1968 Fredericton Encaenia

Cattley, Robert Ellis Dieuaide

Doctor of Laws (LL.D.)

Orator: MacNutt, W. Stewart

Image
Image Caption
L to R: Colin B. Mackay, Robert Ellis Dieuaide Cattley, Lt.Gov. Wallace Samuel Bird
Second Image Caption
Source: Joe Stone fonds-UA RG340, 1968 (#7577A)

Citation:

ENCAENIA, MAY, 1968
ROBERT ELLIS DIEUAIDE CATTLEY
to be Doctor of Laws

Ecce bomo! For thirty years Robert (alias Bob) Cattley has sustained the mother-languages of the western world in our University, combatting the profanities of the twentieth century by extolling the sacred fountains of our civilization in the sunlit Aegean or on the shores of Latium. Trained in the classics by reedy Cam, he has professed his subjects with love and reverence. His skill and zeal in the classroom, his monumental knowledge of the heritage of the ancient world, have enabled the University of New Brunswick to perform the role any university worthy of the name must play, the transmission of the knowledge and culture of the past. Like Horatius at the bridge he has defended his citadel, and New Brunswick and Canada are the richer for it.

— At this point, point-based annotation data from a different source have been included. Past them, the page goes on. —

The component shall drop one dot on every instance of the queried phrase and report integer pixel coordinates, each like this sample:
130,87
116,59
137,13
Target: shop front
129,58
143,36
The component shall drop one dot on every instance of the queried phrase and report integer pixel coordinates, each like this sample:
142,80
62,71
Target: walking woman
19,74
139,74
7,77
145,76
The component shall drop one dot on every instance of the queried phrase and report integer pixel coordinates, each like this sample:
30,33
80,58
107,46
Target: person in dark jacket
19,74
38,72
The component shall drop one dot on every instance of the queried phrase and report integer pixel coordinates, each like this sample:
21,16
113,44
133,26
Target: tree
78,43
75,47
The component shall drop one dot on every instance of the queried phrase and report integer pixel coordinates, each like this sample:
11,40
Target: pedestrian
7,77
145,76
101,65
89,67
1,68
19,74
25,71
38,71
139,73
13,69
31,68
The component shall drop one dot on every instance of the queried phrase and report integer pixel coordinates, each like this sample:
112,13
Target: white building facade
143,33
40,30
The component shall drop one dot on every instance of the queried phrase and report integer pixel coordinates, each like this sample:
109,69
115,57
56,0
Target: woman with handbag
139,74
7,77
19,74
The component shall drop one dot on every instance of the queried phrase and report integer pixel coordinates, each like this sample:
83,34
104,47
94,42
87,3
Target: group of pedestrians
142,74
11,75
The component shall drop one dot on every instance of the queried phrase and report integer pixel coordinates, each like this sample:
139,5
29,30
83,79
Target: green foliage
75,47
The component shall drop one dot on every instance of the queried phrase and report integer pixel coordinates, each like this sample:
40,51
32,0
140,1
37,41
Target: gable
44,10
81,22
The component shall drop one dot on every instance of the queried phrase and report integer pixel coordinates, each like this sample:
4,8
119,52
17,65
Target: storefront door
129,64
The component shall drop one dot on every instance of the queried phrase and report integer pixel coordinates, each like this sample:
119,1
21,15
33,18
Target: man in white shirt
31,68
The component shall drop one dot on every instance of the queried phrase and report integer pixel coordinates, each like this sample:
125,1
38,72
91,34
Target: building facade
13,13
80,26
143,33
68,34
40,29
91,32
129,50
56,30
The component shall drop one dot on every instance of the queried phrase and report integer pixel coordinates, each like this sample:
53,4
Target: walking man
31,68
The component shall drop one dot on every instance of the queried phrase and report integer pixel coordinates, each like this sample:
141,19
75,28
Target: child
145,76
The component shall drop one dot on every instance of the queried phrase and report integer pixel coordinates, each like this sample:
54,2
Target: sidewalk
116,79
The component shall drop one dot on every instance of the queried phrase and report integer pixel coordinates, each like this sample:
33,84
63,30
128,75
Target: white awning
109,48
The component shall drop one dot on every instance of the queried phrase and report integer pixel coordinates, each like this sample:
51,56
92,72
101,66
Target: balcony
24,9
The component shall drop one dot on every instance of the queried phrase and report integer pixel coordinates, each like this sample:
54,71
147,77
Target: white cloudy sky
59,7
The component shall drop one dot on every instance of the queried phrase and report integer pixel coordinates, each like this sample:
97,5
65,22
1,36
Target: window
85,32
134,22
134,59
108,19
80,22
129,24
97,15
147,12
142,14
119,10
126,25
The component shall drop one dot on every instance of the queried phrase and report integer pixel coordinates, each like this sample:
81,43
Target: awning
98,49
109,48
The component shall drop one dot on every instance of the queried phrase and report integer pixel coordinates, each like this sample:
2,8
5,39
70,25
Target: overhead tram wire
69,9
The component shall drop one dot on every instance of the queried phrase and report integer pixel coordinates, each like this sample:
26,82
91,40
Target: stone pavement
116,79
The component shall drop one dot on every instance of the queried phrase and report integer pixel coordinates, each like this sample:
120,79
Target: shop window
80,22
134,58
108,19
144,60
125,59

This latter-day scion of old Attica, this ancient Roman, has vividly personified the values and virtues of former eras, the discipline and rigour of days more strenuous, for a university and a community perilously bemused by the wonders of their own times. Undeterred by the fate of Leander, he has swum the Hellespont. By moonlight he
scrambled over the craggy camp of Miltiades at Marathon and lost the seat of his trousers, nevertheless happy in the possession of a bicycle by which he could decently continue his wanderings. In former years, when there was a joyous intimacy between professors and students, he regaled his class at Roman banquets, a Maecenas clad in toga and sandals, a crown of laurel circling his youthful brow. On the brink of retirement he has proverbially upheld the good old maxim of classic aestheticism, mens sana in corpore sano. Attired in singlet and running shorts, he has struck, and still strikes, wonder on the streets of Fredericton, jogging along at a good trot and in good wind, challenging the steep declivity of College Hill to ensure that his pristine powers have not failed him. Like Catullus he has taken to the water in his own boat, Phaselus ille, sailing the Saint John and its tributaries, convinced that the best New Brunswickers are the farmers on whose shores he has been shipwrecked. For him the sparkling waters of Belleisle Bay could well atone for the remoteness of the Aegean isles and of the fascinations of Scylla and Charybdis. New Brunswick has no Parthenon and no Pantheon. But nature here he has found no less awesome and intriguing than when Ulysses visited the Lotos-eaters or challenged the Cyclops.

It is our misfortune that he leaves us. Like the pious Aeneas he takes off towards the Hesperides to seek a new Elysium, to build a new Troy, in the shadows of the distant Rockies. As Robert E.D. Cattley, scholar, soldier, airman, athlete, Thespian, our University public orator, has praised so many others on so many occasions such as this, today we honour him in sorrow at his parting and joy in the fruition of a useful and creative career.

Insignissime Praeses et tota Universitas, presents vobis
ROBERTUM ELLIS DIEUAIDE CATTLEY
ut admittatur honoris causa ad gradum
DOCTORIS IN UTROQUE JURE
in hac Universitate.

From:
Cattley, Robert E.D. Honoris causa: the effervescences of a university orator. Fredericton: UNB Associated Alumnae, 1968.